A possible remedy to the drawbacks of the previous techniques is also suggested by G. Karam, P. Moreau, H. Sari, `Stabilizing Fractionallyly Spaced Equalizers`, GLOBECOM '91, IEEE Global Telecommunication Conference 1991, pp. 1807-1811, where a constraint is added to the technique proposed by Uyematsu and Sakaniwa on the transfer function form realized by the adaptive equalizer under steady state conditions. This approach requires for the equalizer itself to calculate its output signal at a frequency at least equal to (1+.alpha.)/T, where T is the symbol time and .alpha. the amplitude of the roll-off area. Such a calculation increases in fact the implementative complexity of the equalizer, since calculation of the signal on the equalizer output at frequency 1/T is usually enough.

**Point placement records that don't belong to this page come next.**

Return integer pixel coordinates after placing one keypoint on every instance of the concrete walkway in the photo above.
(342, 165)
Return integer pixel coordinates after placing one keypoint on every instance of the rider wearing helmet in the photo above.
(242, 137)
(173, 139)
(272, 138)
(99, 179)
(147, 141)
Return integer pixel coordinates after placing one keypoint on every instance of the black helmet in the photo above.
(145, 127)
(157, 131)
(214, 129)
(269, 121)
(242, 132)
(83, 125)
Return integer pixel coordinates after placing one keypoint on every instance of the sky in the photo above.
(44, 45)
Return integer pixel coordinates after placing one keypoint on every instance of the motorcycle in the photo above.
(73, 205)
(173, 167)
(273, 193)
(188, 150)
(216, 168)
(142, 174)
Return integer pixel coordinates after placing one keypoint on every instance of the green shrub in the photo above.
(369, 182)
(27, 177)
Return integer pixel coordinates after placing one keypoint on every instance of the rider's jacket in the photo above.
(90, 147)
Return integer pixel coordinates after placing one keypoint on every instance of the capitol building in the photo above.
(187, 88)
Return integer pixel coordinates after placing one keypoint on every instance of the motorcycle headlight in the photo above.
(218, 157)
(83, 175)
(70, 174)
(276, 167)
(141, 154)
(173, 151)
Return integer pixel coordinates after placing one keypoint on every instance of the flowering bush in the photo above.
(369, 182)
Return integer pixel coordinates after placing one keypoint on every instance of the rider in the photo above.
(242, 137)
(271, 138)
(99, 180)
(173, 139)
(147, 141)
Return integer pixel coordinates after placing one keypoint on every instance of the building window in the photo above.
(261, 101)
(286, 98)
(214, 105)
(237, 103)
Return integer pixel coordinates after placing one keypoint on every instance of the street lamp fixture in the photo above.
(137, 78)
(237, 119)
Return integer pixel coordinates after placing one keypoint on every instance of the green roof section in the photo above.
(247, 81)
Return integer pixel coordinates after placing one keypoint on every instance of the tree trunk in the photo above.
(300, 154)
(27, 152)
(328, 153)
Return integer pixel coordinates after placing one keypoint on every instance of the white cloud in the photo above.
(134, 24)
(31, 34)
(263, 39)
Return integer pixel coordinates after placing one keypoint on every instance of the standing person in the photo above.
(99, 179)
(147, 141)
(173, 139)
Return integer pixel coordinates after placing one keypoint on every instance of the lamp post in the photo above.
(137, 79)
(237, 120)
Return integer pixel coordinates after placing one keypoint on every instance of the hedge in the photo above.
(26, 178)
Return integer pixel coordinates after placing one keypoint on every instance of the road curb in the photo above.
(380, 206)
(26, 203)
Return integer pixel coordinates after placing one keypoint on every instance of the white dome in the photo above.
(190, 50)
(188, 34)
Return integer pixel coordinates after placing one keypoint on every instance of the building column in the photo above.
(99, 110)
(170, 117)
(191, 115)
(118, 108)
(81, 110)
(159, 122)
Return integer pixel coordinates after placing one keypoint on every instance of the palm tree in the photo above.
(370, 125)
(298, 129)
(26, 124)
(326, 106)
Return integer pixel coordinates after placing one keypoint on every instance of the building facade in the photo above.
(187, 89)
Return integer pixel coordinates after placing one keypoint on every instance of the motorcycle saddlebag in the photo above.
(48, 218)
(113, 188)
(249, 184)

Another possible remedy to the drawbacks of Gitlin, Meadors, Weinstein and Uyematsu and Sakaniwa's methods is the use of a whitening filter upstream of the equalizer and the addition of white noise (for a description of such a technique see A. Spalvieri, C. Luschi, R. Sala, F. Guglielmi, `Stabilizing the Fractionally Spaced Equalizer by Prewhitening`, GLOBECOM '95, IEEE Global Telecommunication Conference, Singapore, Nov. 1995, pp. 93-97). However, this technique disadvantageously requires addition of a whitening filter and a higher precision in the equalizer algebras.